2D tensor networks for quantum simulation
Jacek Dziarmaga (Jagiellonian University, Kraków, Poland)
I will make a brief introduction to tensor network (TN) states and algorithms that became a method of choice for strongly correlated quantum many body systems on a lattice in one and two dimensions. I will emphasize the 2D TN known as PEPS (pair-entangled projected state) and its two applications to unitary time evolution and thermal Gibbs states. One is the recent quantum computational advantage demonstration with the coherent D-Wave quantum annealer [1], where TN served, on the one hand, as a benchmark for the quantum simulator and, on the other hand, as the most competitive classical method that, nevertheless, in the end failed the competition with the quantum hardware. The other is tensor network simulation of finite temperature states in the Hubbard and t − J models – the two paradigmatic models of high-Tc superconductivity – that proved notoriously hard to solve analytically/numerically and, therefore, are subject to intensive experimental effort in the ultracold atoms community aiming at their quantum simulation. I will present some PEPS results [2,3] down to temperatures of one tenth of the hopping rate, in the pseudogap regime. These results, obtained directly in the thermodynamic limit, can serve as a guide/benchmark for the current experimental efforts.
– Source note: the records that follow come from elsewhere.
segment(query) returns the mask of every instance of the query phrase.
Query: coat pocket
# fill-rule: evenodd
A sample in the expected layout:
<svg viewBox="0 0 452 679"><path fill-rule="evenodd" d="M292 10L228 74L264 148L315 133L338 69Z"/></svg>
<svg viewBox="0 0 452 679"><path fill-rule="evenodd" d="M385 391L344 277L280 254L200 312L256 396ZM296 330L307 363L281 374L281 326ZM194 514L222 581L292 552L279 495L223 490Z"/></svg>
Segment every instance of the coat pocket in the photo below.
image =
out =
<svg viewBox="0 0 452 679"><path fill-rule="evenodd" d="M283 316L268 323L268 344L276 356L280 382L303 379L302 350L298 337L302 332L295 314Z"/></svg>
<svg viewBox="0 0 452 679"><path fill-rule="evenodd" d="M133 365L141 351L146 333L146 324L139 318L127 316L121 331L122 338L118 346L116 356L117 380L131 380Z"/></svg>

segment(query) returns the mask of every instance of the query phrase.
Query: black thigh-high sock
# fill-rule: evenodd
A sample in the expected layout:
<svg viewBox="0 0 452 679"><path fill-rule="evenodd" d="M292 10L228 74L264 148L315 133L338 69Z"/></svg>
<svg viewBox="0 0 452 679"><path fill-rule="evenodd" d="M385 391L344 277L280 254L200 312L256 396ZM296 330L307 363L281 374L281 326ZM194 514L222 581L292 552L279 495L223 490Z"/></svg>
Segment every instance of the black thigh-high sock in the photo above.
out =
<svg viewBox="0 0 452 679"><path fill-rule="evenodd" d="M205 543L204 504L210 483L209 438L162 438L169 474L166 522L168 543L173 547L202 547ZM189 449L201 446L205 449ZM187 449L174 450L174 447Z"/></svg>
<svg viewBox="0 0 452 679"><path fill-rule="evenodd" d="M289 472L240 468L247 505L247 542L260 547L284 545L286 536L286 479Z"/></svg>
[1] A.D. King, A. Nocera, M.M. Rams, J. Dziarmaga, R. Wiersema, W. Bernoudy,..., Science 388, 199 (2025).
[2] A. Sinha, M.M. Rams, P. Czarnik, and J. Dziarmaga, Phys. Rev. B 106, 195105 (2022).
[3] Y. Zhang, A. Sinha, M.M. Rams, J. Dziarmaga, arXiv:2510.04756.
[4] Y. Zhang, F. Bayocboc, J. Dziarmaga, Phys. Rev. B 112, 134420 (2025).